Willerson's newest 92-patient, government-funded trial, is the largest study of bone marrow-derived stem cells ever done in patients with severe heart failure - a condition in which the heart is too weak to adequately supply the body with blood.

The study confirmed favorable results seen in the past decade from two of his previous studies of bone marrow-derived cells in similar patients, Willerson said.

He said patients enrolled in his latest trial called FOCUS had ejection fractions, a measure of the heart's pumping strength, of 45 percent or less, far below normal readings of 55 percent or greater.

By removing stem cells from bone in the hip, growing them in culture and then injecting them directly into the heart, he said ejection fractions were nudged 2.7 percentage points higher.

"It was a small but statistically significant improvement and it was even greater if patients were younger," he said, referring to those in their early 60s or younger, when stem cells are more functionally normal.

The patients will be followed for five years to assess the success of the treatment.

Although impressive, Willerson said the heart improvements in the FOCUS trial paled in comparison to favorable results seen in a recent study presented last year. They involved the use of fat-derived stem cells called mesenchymal cells to treat patients with severe heart failure.
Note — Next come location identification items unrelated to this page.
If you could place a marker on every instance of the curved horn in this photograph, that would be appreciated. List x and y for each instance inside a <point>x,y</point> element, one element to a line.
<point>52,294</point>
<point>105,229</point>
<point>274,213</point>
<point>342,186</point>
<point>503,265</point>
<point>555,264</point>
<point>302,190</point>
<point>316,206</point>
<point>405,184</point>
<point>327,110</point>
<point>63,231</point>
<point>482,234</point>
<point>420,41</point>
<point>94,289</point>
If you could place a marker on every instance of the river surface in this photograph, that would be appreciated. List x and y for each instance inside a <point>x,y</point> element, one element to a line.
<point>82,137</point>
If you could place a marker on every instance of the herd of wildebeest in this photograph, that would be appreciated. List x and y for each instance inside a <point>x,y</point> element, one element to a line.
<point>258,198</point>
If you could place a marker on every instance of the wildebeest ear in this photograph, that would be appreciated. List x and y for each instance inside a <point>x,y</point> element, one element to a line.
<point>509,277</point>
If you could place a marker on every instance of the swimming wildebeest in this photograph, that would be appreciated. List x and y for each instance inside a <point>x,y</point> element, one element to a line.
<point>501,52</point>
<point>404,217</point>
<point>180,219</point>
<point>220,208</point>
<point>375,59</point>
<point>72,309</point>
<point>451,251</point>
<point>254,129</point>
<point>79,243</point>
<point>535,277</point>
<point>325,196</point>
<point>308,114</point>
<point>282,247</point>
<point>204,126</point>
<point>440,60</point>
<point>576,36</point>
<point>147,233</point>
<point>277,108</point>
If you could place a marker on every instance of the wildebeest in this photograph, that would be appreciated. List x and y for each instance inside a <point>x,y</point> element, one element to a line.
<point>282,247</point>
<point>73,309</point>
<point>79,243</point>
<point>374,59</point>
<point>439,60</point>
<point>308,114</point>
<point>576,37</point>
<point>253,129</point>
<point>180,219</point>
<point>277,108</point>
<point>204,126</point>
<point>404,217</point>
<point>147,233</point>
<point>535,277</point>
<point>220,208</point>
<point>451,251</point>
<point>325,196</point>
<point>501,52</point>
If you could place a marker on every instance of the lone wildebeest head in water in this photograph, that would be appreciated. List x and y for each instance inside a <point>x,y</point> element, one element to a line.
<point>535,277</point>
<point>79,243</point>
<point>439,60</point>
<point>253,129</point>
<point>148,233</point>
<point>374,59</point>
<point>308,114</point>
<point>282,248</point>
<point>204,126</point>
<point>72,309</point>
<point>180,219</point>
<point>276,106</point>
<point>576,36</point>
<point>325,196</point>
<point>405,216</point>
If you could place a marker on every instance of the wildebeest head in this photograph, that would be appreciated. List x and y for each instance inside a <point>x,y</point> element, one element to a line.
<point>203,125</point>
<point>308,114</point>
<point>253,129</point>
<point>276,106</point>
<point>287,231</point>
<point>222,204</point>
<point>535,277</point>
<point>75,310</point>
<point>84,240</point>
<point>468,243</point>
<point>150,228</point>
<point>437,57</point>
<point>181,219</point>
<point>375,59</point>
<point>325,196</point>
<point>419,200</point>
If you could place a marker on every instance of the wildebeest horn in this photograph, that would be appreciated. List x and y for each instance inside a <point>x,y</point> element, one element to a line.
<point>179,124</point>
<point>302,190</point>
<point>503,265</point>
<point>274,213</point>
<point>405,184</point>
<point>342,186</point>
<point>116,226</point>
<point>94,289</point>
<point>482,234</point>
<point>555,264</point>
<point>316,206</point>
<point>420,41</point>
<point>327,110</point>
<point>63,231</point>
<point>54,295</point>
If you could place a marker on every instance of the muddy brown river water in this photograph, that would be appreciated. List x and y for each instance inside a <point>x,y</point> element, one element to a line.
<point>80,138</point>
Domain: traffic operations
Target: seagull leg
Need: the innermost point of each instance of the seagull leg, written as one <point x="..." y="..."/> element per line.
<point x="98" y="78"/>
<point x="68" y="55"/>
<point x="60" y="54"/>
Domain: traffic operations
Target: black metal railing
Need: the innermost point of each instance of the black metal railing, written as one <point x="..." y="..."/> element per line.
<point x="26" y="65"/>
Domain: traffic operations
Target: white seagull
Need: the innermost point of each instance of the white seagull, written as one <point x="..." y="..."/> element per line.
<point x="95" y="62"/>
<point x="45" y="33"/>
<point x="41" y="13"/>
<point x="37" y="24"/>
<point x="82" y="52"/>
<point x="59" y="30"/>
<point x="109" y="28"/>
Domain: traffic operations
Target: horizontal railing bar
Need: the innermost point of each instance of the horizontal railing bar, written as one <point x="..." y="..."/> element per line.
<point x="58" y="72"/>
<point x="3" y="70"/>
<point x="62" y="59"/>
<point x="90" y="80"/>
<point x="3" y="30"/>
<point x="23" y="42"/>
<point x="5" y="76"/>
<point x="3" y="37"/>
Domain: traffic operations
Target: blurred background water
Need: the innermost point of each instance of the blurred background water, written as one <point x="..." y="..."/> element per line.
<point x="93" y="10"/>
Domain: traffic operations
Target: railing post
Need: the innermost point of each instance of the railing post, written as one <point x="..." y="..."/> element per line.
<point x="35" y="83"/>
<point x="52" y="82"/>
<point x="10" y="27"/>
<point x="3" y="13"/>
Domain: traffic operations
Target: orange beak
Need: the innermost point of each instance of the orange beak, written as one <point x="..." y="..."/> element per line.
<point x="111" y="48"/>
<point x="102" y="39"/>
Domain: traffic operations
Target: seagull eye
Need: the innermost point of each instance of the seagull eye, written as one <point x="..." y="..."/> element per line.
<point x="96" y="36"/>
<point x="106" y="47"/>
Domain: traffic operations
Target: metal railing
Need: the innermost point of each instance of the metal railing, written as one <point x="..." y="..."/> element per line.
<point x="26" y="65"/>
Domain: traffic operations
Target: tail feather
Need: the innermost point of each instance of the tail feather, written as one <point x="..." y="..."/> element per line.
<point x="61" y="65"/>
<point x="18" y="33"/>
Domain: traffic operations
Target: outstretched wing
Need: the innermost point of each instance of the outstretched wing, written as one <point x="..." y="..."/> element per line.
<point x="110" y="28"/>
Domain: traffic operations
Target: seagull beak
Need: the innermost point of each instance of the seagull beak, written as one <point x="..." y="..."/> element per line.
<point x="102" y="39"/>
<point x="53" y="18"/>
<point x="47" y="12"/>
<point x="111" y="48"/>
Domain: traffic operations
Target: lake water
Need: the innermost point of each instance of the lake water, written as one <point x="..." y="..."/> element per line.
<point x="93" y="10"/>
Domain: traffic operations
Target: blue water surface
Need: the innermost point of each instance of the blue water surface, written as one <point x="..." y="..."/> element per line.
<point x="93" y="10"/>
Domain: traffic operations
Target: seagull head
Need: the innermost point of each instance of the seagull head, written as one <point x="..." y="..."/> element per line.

In that trial, he said patients had improved heart function that actually translated into a reduction in death, heart attack, and the need for rehospitalization.

"They were more dynamic and impressive results," he said, noting that patients with severe heart failure typically cannot walk any distance for lack of energy, are very short of breath and often sleep sitting up because they cannot breathe well laying down.

Willerson said he and his colleagues hope that continuing favorable trial results will convince U.S. health regulators that stem cells provide considerable benefit to heart patients and are safe.

"We're very enthusiastic about stem cells in the repair of injured hearts," he said. "There will be a day in the not-too-distant future that the U.S. Food and Drug Administration comes to believe the same thing."